After that incident, Paul had made Natalie head of camp security. Because she and the girls were now responsible for protecting the compound, they were excused from all other duties, a sweet deal considering they now did little more than take care of stray rotters that wandered too close to the compound or occasionally accompanied the raiding party on supply runs. All of the girls still helped out around the camp, though, to prevent themselves from going stir crazy. The new-found prestige gave them a sense of self-worth and importance. It made them feel in control of their lives again. For many, it gave them a reason to go on living.

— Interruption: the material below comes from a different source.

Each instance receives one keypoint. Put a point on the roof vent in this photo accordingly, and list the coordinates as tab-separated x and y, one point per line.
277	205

At first they had a few detractors who had made fun of the girls, calling them Nat’s Brats behind their backs. That teasing had ended when Robson finally chose the name by which everyone now referred to them. During a pre-brief for one of his raids, he had used it when asking Natalie if the girls could provide armed back-up. Natalie and the girls loved it because they knew he had meant the name as a sign of respect.

The Angels of Death.

Swinging her legs back onto the wall, Natalie continued her rounds along the perimeter. The more their prestige grew, the greater became the uneasiness that nagged at her. She tried to ignore it, writing off the feeling as her own natural pessimism bubbling to the surface, but deep down she knew there was more to it than that. Natalie would never downplay the Angels’ success. Her Angels had kept the camp safe from the few rotters that wandered too close for comfort. Even when they accompanied the raiding party, they never encountered more than thirty or forty at a time. Not the kind of odds from which legends are made.

That was the problem. The Angels had become legendary at camp for no good reason, in her opinion. Fighting off the living dead at three-to-one odds was not extraordinary. It created false expectations among the others. Worse still, some of the Angels had begun to believe the hype, which threatened to make them over confident and sloppy. Natalie trained them relentlessly, but still she would occasionally overhear some of her girls talk about how they were invincible.

This feeling of impending doom had gotten much stronger since Paul announced that the raiding party would head into Portsmouth to pick up an important group of survivors. Although the rational part of her brain tried to convince her that these feelings were just paranoia, her woman’s intuition warned her to listen. Something told her these survivors were bad news for the camp, for her, and for her girls. If only she knew why.

Arriving back at the gated tunnel, Natalie used the inside ladder to climb down off of the wall. Wiping her hands together to brush off the dirt, she made her way to the blockhouse for breakfast.